We in the U.S. are so desensitized to the imposition of extreme sentences on kids that Serial does not even contemplate the inappropriateness of Syed’s sentence, regardless of his guilt or innocence. At the age of 17, Syed was charged with an adult crime, tried in adult court, and given an adult sentence. This is a uniquely American phenomenon. In Europe, for example, it is rare for kids to be sentenced to more than 15 years. Yet an estimated 2,500 individuals in the U.S. are serving life-without-parole sentences for crimes committed as kids. These extreme sentences, like Syed’s, don’t provide any meaningful release opportunity to kids who mature into stable, thoughtful adults.

To be clear, Syed was sentenced to life plus 30 years, so he technically has a chance at parole. But Koenig was right that being paroled is extremely difficult when an individual like Syed maintains his innocence and fails to show remorse. It is also worth noting that in Maryland, where Syed is incarcerated, release on parole for a life sentence is almost nonexistent and requires approval by the governor. In the past decade, no one serving a life sentence has been paroled in Maryland. So for all practical purposes, the state of Maryland sentenced Syed, a kid, to die in prison.

The United States is the only country in the world to sentence kids to life without parole. Ten other countries are known to have life without parole on the books as a possible sentence for youths, but the U.S. is the only country that actually sentences kids to life without parole.

We are off the charts compared with most of the world in our sentencing of kids, and we should be ashamed to be in the company of those who are worse than we are in the treatment of children. While a handful of countries still impose the death penalty on children—and the United States only abolished the practice following a Supreme Court decision in 2005—the overwhelming majority of the rest of the world’s criminal laws more consistently reflect the basic human understanding that kids are less culpable than adults, and as such, they deserve different treatment in the criminal justice system. The U.N. Convention on the Rights of the Child (which only the U.S., Somalia, and South Sudan haven’t signed) explicitly prohibits life without parole for children. Even Pope Francis has weighed in, declaring that criminal penalties should not apply to children and calling for an end to life imprisonment.

Sentences like Syed’s are not only out of step with the entire rest of the world, but they also fly in the face of what we know of kids’ capacity for change—so much so that in recent years the U.S. Supreme Court has scaled back the availability of extreme sentences for children, specifically because they fail to account for the differences between kids and adults.

The Supreme Court has recognized what we all know from common sense and life experience—that kids’ brains do not have the ability to judge risk and consequences in the same way as adult brains. Kids are more susceptible to peer pressure, demonstrate increased impetuosity, and are uniquely capable of change. Kids also have a harder time navigating the criminal justice system, which is reflected in Syed’s experience with his lawyer at trial.

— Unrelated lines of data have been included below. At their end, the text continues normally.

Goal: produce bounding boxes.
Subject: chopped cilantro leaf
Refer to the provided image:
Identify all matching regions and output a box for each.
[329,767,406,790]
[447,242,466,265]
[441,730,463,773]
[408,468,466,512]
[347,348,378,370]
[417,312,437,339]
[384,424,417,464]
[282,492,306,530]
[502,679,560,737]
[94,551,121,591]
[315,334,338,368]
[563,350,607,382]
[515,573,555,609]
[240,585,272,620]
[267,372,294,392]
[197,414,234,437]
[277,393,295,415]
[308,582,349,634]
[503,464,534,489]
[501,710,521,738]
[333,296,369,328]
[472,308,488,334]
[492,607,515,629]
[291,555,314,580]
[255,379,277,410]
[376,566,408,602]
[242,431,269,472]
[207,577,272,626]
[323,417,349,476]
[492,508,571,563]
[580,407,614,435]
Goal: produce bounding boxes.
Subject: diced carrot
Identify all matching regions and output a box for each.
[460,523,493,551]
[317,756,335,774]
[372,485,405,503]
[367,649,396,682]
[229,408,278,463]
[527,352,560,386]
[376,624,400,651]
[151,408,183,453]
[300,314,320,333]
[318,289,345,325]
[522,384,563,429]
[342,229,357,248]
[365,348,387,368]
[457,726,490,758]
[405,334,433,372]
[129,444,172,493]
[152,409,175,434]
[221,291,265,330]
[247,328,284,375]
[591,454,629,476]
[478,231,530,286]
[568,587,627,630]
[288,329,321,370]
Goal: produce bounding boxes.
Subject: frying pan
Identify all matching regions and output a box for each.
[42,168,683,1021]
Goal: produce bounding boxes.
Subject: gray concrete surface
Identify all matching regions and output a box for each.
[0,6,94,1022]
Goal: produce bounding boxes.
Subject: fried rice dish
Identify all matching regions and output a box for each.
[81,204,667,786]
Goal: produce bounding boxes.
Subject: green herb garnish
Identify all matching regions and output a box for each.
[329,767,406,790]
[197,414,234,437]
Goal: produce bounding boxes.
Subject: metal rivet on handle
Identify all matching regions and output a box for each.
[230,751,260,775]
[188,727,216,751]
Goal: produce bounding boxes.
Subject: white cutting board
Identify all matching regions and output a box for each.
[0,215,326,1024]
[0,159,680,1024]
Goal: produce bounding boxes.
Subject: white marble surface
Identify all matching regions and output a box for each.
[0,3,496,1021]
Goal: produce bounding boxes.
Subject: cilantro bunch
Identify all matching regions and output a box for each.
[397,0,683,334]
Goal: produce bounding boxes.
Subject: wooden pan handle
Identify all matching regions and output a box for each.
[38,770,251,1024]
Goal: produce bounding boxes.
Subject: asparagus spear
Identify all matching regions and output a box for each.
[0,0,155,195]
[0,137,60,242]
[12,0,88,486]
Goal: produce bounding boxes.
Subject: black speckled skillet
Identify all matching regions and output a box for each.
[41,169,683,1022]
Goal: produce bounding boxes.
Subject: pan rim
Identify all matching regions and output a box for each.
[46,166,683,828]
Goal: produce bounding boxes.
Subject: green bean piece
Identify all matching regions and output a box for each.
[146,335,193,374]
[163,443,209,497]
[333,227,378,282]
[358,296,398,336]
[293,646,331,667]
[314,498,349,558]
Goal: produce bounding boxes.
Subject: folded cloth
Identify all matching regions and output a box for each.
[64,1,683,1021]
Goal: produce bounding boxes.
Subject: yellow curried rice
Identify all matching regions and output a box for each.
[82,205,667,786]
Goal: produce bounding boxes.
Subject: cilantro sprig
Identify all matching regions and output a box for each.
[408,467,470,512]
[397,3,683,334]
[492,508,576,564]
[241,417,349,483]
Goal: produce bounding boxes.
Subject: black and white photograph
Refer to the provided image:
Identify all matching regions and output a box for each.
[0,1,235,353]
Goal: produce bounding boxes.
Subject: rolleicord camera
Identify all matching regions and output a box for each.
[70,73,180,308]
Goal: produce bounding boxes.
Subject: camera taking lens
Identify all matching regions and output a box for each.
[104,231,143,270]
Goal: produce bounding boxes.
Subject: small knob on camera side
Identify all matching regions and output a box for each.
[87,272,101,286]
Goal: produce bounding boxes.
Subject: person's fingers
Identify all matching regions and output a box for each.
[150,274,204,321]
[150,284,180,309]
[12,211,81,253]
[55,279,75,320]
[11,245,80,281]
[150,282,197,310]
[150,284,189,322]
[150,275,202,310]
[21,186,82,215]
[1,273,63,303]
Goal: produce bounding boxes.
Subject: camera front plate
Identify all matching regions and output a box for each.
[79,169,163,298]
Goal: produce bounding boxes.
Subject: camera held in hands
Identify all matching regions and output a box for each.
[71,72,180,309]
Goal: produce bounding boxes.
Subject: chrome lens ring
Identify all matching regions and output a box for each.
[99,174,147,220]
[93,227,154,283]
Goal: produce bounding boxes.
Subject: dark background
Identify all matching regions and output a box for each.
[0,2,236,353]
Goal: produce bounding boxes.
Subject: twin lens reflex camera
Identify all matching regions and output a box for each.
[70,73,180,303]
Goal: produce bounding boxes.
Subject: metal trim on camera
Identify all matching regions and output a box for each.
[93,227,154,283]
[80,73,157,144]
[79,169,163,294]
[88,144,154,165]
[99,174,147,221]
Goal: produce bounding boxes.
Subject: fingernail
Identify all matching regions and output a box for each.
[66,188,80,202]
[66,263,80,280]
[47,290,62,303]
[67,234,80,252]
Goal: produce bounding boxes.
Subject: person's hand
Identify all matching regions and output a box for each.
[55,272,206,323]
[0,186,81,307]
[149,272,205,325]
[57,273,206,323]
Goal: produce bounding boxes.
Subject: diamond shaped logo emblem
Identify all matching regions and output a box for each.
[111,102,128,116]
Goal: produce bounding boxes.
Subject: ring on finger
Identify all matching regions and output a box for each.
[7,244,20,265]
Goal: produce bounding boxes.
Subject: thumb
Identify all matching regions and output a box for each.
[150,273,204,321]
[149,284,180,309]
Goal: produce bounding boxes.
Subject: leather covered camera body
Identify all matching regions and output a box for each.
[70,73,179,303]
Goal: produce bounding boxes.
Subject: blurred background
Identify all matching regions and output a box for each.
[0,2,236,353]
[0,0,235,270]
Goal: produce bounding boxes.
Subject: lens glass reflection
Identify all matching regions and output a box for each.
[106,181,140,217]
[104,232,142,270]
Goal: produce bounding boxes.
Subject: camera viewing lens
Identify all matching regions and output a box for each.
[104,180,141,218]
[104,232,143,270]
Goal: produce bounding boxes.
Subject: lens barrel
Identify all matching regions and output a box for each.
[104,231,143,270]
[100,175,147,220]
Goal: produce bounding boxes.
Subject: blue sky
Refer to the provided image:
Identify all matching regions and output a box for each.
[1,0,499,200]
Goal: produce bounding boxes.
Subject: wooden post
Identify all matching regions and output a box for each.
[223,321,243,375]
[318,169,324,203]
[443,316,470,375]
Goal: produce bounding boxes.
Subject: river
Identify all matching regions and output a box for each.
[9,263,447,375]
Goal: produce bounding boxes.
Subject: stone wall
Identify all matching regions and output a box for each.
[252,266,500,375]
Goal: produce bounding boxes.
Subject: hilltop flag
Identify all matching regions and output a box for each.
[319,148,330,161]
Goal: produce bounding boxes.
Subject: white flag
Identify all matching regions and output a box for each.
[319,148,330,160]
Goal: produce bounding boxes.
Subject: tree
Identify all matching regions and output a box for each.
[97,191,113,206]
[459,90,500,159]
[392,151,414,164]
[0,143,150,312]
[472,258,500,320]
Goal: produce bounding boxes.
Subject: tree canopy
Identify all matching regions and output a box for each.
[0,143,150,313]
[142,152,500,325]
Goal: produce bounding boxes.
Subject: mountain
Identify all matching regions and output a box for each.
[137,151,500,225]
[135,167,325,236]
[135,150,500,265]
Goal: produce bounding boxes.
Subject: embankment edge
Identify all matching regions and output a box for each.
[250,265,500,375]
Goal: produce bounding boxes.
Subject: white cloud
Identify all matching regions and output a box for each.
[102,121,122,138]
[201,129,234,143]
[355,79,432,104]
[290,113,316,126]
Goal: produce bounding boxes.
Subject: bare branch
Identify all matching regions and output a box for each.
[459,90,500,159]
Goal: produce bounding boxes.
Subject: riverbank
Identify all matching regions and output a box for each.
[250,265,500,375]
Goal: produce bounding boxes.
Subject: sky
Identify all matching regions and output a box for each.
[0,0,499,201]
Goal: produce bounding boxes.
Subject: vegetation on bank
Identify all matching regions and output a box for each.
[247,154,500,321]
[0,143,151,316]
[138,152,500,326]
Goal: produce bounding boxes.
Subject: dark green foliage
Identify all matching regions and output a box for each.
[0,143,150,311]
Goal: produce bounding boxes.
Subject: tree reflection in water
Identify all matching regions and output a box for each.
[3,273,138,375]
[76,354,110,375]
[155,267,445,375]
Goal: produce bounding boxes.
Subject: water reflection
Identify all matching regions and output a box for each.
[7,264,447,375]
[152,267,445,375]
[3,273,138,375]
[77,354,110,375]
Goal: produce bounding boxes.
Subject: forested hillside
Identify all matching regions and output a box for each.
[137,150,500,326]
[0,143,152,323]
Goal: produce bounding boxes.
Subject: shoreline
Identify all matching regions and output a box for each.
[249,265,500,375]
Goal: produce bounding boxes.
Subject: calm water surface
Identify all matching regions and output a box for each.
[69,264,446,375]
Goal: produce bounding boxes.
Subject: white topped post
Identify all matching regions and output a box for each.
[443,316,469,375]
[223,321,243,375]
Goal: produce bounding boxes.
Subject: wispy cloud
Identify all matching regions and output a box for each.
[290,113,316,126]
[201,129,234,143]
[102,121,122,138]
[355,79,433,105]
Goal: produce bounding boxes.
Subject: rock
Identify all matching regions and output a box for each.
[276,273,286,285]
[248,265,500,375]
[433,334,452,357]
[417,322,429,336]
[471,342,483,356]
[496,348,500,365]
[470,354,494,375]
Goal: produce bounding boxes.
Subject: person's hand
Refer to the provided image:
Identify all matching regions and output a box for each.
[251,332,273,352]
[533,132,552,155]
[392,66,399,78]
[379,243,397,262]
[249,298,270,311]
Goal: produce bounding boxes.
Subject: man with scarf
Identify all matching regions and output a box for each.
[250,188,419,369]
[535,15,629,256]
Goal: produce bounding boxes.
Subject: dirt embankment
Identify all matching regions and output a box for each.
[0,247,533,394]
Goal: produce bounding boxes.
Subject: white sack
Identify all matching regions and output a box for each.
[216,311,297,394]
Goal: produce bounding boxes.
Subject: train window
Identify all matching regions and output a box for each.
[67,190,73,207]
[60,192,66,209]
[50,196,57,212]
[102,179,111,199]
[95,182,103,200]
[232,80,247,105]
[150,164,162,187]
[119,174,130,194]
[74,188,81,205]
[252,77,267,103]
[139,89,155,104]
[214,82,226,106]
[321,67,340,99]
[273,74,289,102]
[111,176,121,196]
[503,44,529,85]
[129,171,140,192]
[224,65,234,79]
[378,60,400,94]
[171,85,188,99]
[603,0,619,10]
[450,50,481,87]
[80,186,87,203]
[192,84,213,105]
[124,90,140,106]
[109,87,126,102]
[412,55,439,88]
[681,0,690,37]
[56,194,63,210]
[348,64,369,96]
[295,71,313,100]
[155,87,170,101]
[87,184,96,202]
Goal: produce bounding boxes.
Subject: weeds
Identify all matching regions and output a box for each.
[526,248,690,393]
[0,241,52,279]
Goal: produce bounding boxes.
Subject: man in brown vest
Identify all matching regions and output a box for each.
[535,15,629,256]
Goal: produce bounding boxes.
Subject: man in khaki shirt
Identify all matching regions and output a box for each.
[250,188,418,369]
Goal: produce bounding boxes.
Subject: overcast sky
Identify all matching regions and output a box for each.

There is growing momentum in the U.S. to consider youthfulness when imposing adult criminal sentences on children. Just last week, the U.S. Supreme Court decided to hear another case dealing with mandatory life without parole sentences for kids. Eleven state legislatures have abolished life without parole for kids, and at least five have limited its imposition. Other states have been slower to act, however, and in many jurisdictions across the U.S., children continue to be sentenced to life imprisonment.

So when Serial’s investigation into Adnan Syed concludes this week and we all move on with our lives, it is important to remember that Syed and thousands of kids will remain in prison until we as a country join the rest of the world in understanding that all kids—even those charged with serious crimes—are capable of change and deserve a second chance.